Nei giorni scorsi la cerimonia di consegna, alla presenza di una rappresentanza dei donatori, accolti dalla dottoressa Giulia Ciancia della Direzione sanitaria del Ramazzini e dal Direttore della Pediatria e Neonatologia di Area Nord Francesco Torcetta insieme alla coordinatrice infermieristica Desdemona Lugli.
Lo screening dell’ittero si esegue nei primi giorni di vita del bambino, e viene ripetuto anche più volte nei giorni successivi per controllare i livelli di bilirubina nel sangue.

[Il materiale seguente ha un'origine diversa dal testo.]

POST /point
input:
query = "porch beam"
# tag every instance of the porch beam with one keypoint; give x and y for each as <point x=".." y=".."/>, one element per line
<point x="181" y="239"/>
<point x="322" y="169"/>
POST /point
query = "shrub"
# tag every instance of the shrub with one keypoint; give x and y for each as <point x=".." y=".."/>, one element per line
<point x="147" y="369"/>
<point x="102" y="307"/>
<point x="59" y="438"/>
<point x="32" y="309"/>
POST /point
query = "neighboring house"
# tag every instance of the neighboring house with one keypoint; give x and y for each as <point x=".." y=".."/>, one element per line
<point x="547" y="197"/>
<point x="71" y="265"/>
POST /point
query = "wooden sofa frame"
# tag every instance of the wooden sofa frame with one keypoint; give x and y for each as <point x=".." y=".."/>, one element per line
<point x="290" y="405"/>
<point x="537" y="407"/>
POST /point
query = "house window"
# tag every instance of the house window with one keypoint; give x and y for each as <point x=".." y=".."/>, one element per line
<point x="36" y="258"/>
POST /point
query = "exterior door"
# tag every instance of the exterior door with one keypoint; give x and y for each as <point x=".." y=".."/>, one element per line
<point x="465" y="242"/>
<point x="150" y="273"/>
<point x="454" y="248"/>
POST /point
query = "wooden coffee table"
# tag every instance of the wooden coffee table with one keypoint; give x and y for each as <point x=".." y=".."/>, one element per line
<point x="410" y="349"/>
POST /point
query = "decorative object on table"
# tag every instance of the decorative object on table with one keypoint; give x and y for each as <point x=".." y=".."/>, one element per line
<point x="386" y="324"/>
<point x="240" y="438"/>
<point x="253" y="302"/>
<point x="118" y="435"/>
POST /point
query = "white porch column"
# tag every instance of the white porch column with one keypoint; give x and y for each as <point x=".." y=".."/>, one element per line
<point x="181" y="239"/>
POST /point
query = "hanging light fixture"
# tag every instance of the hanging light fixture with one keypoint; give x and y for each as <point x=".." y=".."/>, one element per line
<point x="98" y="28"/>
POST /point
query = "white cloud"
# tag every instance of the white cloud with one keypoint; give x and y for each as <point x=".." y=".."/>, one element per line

È evidente, dunque, il vantaggio che comporta avere in dotazione una strumentazione che evita i prelievi, anche ripetuti, e il dolore che questi comportano in un soggetto fragile come può essere un bimbo nato da pochi giorni.

“È uno strumento molto utile – confermano Torcetta e Ciancia –, anche perché migliora l’efficienza delle procedure in quanto alleggerisce il carico di lavoro del laboratorio analisi, mantenendo allo stesso tempo un elevato standard di prestazione. Siamo grati alla Polisportiva Nazareno per la sensibilità e la fiducia che ci ha accordato con questa donazione: sarà particolarmente apprezzata dai genitori dei bimbi che necessitano di controlli per l’ittero, oltre che dai nostri professionisti”.